There are two ways you can look at death as being pornographic.  In the one sense, pornography is representative of something taboo.  In the Victorian era sex was a taboo subject.  Today, as some have argued, death is the new taboo … a taboo that we make a huge amount of effort to deny.  Anthropologist Geoffrey Gorer said, “At present, death and mourning are treated with much the same prudery as sexual impulses were a century ago.”

Richard Beck wrote,

“the American success ethos is, at root, a neurotic defense mechanism involved in repressing death anxiety. The American culture is, thus, largely delusional and fictional, characterized by a fundamental dishonesty about our mortal condition. Americans pretend that they are immortal and have “all the time in the world.” Consequently, anything that punctures this illusion–disease, decay, debility or death–is pushed aside and avoided as unseemly and illicit.
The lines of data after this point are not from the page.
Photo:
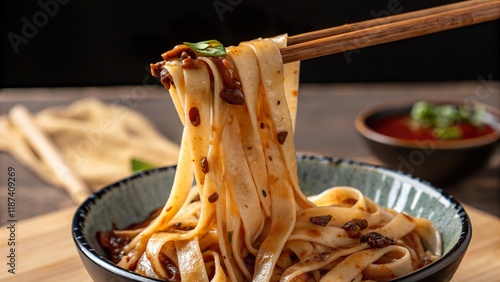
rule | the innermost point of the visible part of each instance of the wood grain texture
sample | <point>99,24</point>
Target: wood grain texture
<point>45,250</point>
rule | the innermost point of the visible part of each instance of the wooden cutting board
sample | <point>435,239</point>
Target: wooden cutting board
<point>45,250</point>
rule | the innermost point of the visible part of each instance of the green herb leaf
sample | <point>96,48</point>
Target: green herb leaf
<point>443,118</point>
<point>446,133</point>
<point>138,165</point>
<point>212,48</point>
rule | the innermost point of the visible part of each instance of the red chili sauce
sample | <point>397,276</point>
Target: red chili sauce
<point>403,127</point>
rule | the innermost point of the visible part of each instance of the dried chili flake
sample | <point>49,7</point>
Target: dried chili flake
<point>194,116</point>
<point>376,240</point>
<point>354,227</point>
<point>213,198</point>
<point>320,220</point>
<point>204,165</point>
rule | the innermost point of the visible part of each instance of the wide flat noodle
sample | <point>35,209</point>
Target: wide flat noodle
<point>246,218</point>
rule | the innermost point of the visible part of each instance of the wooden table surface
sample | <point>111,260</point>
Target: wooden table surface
<point>325,126</point>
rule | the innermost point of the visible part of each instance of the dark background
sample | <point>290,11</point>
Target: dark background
<point>91,43</point>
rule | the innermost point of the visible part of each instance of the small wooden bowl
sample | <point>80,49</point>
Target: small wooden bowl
<point>439,162</point>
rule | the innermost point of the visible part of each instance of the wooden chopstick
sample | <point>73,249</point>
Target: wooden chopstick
<point>388,29</point>
<point>42,145</point>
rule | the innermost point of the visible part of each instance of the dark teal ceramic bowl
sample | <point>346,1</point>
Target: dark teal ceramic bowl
<point>132,199</point>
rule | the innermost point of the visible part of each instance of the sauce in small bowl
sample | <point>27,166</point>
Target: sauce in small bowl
<point>401,144</point>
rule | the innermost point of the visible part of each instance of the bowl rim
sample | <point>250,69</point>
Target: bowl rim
<point>401,104</point>
<point>456,252</point>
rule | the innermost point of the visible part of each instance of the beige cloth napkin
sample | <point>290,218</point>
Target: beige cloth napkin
<point>95,140</point>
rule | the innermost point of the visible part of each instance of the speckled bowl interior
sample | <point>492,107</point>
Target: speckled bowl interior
<point>132,199</point>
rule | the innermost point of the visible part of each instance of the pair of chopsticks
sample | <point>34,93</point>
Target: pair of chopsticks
<point>388,29</point>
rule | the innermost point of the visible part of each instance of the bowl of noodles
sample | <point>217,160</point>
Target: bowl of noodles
<point>131,201</point>
<point>240,205</point>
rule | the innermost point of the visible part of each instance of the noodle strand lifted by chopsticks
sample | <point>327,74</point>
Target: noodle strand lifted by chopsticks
<point>246,218</point>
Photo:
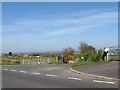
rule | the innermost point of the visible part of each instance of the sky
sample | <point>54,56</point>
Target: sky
<point>50,26</point>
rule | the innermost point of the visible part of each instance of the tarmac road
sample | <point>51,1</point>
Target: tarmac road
<point>49,76</point>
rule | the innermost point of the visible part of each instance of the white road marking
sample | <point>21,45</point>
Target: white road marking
<point>23,71</point>
<point>103,82</point>
<point>74,78</point>
<point>36,73</point>
<point>13,70</point>
<point>5,69</point>
<point>50,75</point>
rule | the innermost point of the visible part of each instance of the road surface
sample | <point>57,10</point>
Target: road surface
<point>49,76</point>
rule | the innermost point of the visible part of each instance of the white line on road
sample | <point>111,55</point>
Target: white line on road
<point>23,71</point>
<point>50,75</point>
<point>36,73</point>
<point>13,70</point>
<point>74,78</point>
<point>103,82</point>
<point>5,69</point>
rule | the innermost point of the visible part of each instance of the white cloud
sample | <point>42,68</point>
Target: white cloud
<point>62,26</point>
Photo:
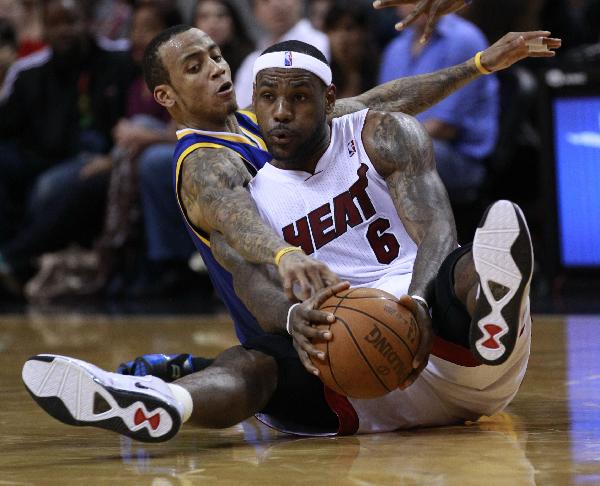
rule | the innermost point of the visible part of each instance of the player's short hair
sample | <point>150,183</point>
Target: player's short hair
<point>297,46</point>
<point>155,72</point>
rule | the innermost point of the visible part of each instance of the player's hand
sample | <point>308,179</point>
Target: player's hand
<point>423,319</point>
<point>302,319</point>
<point>515,46</point>
<point>310,275</point>
<point>433,9</point>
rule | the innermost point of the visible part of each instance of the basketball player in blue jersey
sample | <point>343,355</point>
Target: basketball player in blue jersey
<point>478,296</point>
<point>220,148</point>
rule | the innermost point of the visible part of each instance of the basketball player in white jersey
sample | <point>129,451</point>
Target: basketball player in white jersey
<point>364,190</point>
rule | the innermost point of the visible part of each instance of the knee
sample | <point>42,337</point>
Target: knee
<point>256,372</point>
<point>50,185</point>
<point>248,388</point>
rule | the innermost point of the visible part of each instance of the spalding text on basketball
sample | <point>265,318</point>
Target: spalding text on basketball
<point>380,343</point>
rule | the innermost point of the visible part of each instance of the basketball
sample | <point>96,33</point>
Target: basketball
<point>374,341</point>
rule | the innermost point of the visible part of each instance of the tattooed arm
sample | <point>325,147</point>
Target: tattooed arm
<point>415,94</point>
<point>402,153</point>
<point>267,303</point>
<point>215,198</point>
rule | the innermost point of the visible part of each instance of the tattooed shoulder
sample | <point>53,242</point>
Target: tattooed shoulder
<point>205,174</point>
<point>396,141</point>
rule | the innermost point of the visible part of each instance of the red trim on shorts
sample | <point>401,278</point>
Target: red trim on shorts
<point>344,410</point>
<point>453,353</point>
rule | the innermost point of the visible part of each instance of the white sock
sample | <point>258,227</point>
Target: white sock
<point>183,396</point>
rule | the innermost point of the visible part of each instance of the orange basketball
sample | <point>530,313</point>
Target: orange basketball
<point>374,341</point>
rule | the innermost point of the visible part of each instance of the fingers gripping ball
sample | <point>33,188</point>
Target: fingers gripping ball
<point>374,341</point>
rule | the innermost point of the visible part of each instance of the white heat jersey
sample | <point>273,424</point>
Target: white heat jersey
<point>342,214</point>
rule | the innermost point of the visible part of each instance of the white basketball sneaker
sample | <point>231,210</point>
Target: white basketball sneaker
<point>79,393</point>
<point>503,258</point>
Hence the label “the pornography of death.”

Death as taboo pornography.

But there is another kind of death porn.  Another way death and pornography are related.  This other way isn’t through representation but through analogy.

Porno films have an intrinsically depersonalizing effect on those involved and those who watch.  This commodity of sex has been shown to effect real life relationships in a variety of ways, most of which tend to be harmful.  Just as “sex as commodity” can become harmful so can “death as commodity.”
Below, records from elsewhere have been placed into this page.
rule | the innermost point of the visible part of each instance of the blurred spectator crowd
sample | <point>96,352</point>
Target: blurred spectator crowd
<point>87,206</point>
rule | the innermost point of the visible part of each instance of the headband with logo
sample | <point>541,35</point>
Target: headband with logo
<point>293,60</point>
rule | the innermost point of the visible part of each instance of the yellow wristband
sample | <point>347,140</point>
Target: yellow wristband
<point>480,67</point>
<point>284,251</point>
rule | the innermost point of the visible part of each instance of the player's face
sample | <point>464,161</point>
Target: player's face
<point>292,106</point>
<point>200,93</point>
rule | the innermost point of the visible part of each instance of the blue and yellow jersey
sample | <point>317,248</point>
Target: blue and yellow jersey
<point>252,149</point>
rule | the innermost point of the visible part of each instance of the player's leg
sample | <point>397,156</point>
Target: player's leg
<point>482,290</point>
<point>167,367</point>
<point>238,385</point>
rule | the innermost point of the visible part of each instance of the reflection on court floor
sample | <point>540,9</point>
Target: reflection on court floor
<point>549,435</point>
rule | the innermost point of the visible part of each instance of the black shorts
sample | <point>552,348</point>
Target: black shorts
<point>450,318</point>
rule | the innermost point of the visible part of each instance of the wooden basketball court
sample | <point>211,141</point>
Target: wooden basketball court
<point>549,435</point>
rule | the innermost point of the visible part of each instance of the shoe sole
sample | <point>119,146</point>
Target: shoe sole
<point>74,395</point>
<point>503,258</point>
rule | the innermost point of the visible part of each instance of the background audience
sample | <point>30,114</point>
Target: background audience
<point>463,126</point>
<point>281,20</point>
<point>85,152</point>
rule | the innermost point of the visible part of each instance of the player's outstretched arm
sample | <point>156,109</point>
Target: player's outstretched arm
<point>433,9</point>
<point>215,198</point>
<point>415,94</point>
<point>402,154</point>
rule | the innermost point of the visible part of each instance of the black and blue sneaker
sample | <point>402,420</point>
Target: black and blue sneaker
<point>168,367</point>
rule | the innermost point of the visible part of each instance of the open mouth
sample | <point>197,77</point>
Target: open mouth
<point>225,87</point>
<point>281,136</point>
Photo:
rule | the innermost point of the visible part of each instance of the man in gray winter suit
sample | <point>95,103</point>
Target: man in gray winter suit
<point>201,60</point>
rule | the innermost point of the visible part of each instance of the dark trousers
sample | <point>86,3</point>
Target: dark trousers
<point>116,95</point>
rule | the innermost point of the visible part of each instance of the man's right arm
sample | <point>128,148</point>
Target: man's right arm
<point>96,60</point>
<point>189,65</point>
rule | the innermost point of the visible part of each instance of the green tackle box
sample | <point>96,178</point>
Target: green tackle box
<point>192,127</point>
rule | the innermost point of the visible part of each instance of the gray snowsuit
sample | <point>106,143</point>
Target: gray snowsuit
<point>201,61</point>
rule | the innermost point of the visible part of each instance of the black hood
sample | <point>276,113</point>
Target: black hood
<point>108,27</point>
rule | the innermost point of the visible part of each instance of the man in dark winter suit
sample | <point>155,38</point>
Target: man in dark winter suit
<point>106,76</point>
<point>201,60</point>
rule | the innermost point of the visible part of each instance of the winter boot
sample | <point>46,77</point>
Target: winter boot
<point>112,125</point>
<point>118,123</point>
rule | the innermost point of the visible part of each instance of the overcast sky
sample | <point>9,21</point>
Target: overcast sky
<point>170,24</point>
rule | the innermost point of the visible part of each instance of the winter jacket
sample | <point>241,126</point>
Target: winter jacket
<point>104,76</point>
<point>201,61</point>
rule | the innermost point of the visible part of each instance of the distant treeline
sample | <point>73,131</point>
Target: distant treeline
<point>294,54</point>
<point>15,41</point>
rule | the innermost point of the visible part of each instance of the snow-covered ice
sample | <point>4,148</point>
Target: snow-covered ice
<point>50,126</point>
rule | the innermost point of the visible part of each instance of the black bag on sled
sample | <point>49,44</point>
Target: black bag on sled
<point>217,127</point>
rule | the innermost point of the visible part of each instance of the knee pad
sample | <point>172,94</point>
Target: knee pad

Have you ever wondered why you can watch a gratuitous amount of violent deaths on TV and not be too particularly bothered by it?  I’ve never lost sleep over a death on a TV show (although it was difficult when Lori died on The Walking Dead.  And the Starks in Game of Thrones).

We play Black Ops on our game console and kill a couple dozen persons in one sitting without thinking about the fact that we are playing a game (A GAME!) where the objective is to kill as many people as we can.  And the best gamer is the one who can kill the most.

We watch violence and gore on TV, in movies and remain relatively unaffected.

And this “unaffectedness” is because death has become a commodity.  A thing.  Something we can look at.  Removed from person, and removed from emotion.

Death as a commodity is, in many ways, like pornography.  It’s become something that we can safely substitute for the real thing.  It’s all the visuals without the love, the trust, the grief and the person.  Just as pornography is the commodity of sex without love, so our present grasp of death (via TV, video games, etc.) is death without person and without grief.

And yet, while violence is all throughout our TV shows and video games, we are really uneasy when we talk about the real thing.  It’s all the gore without the grief, which – like sexual pornography – doesn’t always prepare us for the reality of death and the grief that comes with us.

Death porn can make us insensitive to a co-worker who is “grieving longer than he/she should”.  “Shouldn’t Pat be over that death by now?”  If all we know is death porn, then the answer is “Yes.  Pat should be over that death by now.”  With death, there are no “one night stands” but death porn makes us think there is.

When death becomes pornified, it becomes something that we should “shield the children from.”  So, like we often do when talking about sex around our children, we bath our language with euphemisms.

Grandpa has been:

“Called home”

“Gone to a better place”

“Gone to glory”

And when someone dies in the family we make sure that our children don’t have to see it.  We “block that channel.”  We are so used to the scary fantasy of death that we don’t realize how much beauty, love and life is in real dying, real death and real grief.

Finally, we learn to do death in private.  Sure, we might have a funeral (although funerals are become less and less of a social occasion), but we don’t want others to see us grieve.  When a friend asks, “How are you?” we won’t say how much grief hurts, we won’t let our friend see our emotions; instead, we’ll say, “I’m fine.”  And so we’ve denied it.  We’re ashamed of it.  We feel guilty.  “I just don’t want to be a burden to them.”  As though death and grief is something that should be kept away, hidden and private.

But death isn’t pornography.  Death isn’t dirty.  Death isn’t something we should deny.  Like sex, in the context of love, death is full of beauty, love and life.  What good sex is to a good relationship, so the good death is to a community.  Death provides that experience where the community – despite our differences — can come together as one.

The pornification of death robs us all.  It hurts us, hurts our relationships and hurts our community.